= Counterregulatory hormone =

A counterregulatory hormone is a hormone that opposes the action of another.

== Glucose Counterregulation ==

The action of insulin is counterregulated by glucagon, epinephrine (adrenaline), norepinephrine (noradrenaline), cortisol, and growth hormone. These counterregulatory hormones—the term is usually used in the plural—raise the level of glucose in the blood by promoting glycogenolysis, gluconeogenesis, ketogenesis, and other catabolic processes. In healthy people, counterregulatory hormones constitute a principal defense against hypoglycemia, and levels are expected to rise as the glucose falls.

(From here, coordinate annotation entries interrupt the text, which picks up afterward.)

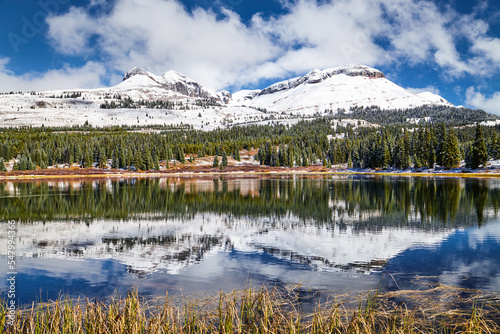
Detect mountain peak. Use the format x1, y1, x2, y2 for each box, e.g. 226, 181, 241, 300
123, 66, 148, 81
323, 65, 385, 78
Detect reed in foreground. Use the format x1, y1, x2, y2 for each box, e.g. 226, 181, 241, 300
0, 288, 500, 334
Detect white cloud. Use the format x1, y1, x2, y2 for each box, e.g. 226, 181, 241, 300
2, 0, 500, 89
465, 87, 500, 115
406, 86, 441, 96
0, 58, 106, 92
48, 0, 279, 88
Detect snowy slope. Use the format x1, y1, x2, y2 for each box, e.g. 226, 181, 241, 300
233, 65, 452, 114
0, 65, 458, 130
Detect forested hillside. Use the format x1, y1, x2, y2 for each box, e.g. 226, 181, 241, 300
0, 118, 500, 170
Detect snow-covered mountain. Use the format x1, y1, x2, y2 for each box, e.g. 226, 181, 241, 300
0, 65, 458, 130
113, 67, 231, 102
233, 65, 452, 114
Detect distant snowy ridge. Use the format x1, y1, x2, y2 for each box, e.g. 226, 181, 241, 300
118, 67, 230, 102
233, 65, 453, 114
0, 65, 453, 130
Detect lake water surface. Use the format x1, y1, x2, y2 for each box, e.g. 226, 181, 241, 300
0, 176, 500, 303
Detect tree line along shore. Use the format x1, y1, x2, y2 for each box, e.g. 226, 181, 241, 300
0, 117, 500, 173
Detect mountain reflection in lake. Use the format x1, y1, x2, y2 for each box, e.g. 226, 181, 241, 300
0, 176, 500, 303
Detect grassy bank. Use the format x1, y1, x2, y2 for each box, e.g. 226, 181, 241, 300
0, 286, 500, 333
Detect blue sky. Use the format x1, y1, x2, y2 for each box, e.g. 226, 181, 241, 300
0, 0, 500, 114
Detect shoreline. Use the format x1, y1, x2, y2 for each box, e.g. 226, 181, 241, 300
0, 165, 500, 181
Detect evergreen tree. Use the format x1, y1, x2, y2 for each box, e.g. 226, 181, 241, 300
467, 123, 488, 169
83, 149, 92, 168
436, 123, 447, 166
0, 158, 7, 172
441, 129, 461, 168
221, 151, 228, 167
153, 155, 160, 172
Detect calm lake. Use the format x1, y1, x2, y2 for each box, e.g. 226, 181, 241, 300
0, 176, 500, 303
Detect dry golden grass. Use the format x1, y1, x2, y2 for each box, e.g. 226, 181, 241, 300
0, 286, 500, 334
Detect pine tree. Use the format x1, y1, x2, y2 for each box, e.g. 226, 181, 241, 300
467, 123, 488, 169
83, 149, 92, 168
0, 158, 7, 172
442, 129, 461, 168
221, 151, 228, 167
436, 123, 447, 166
153, 155, 160, 172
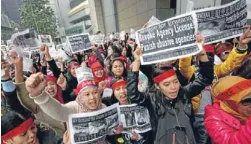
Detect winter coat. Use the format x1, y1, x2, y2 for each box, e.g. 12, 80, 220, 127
16, 82, 65, 136
37, 124, 63, 144
179, 48, 247, 112
205, 103, 251, 144
127, 62, 213, 144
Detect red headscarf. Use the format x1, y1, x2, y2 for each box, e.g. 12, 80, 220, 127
114, 56, 130, 70
91, 61, 107, 85
47, 75, 64, 104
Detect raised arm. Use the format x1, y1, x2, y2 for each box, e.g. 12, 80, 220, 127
184, 34, 214, 97
26, 73, 77, 122
1, 60, 30, 115
40, 44, 61, 78
10, 51, 39, 114
179, 56, 195, 80
127, 48, 147, 105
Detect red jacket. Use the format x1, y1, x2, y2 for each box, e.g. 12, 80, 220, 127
204, 104, 251, 144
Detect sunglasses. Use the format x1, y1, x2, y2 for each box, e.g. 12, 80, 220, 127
241, 98, 251, 106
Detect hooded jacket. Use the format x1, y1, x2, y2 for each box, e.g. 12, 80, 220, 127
128, 62, 213, 144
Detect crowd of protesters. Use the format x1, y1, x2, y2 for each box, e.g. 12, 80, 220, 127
1, 23, 251, 144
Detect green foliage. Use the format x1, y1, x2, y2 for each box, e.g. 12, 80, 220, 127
19, 0, 58, 37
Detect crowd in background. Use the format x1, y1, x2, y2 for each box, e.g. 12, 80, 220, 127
1, 24, 251, 144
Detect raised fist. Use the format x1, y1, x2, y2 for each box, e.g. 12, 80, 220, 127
25, 72, 47, 97
57, 73, 66, 89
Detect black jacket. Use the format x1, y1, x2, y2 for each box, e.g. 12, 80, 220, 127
127, 62, 214, 144
37, 124, 63, 144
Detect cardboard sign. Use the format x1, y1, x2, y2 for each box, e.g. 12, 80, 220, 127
67, 33, 91, 53
38, 35, 52, 44
136, 12, 202, 65
76, 67, 94, 83
11, 29, 41, 55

As an example, the exercise-induced reduction in blood glucose is counterregulated by increases in levels of epinephrine, norepinephrine, cortisol, and growth hormone. The rise in blood concentrations of these counterregulatory hormones is dependent upon both exercise intensity and duration, and is proportional to the rate of glucose uptake by the contracting skeletal muscle.

== Blood Pressure Counterregulation ==

Similarly, the natriuretic peptides counterregulate against renin, angiotensin, and aldosterone which elevate blood pressure.

== Reproductive Counterregulation ==

In the reproductive system, inhibins and follistatin counterregulate activins, to control follicle-stimulating hormone and so the release of gonads. Inhibins and activins also regulate bone mass.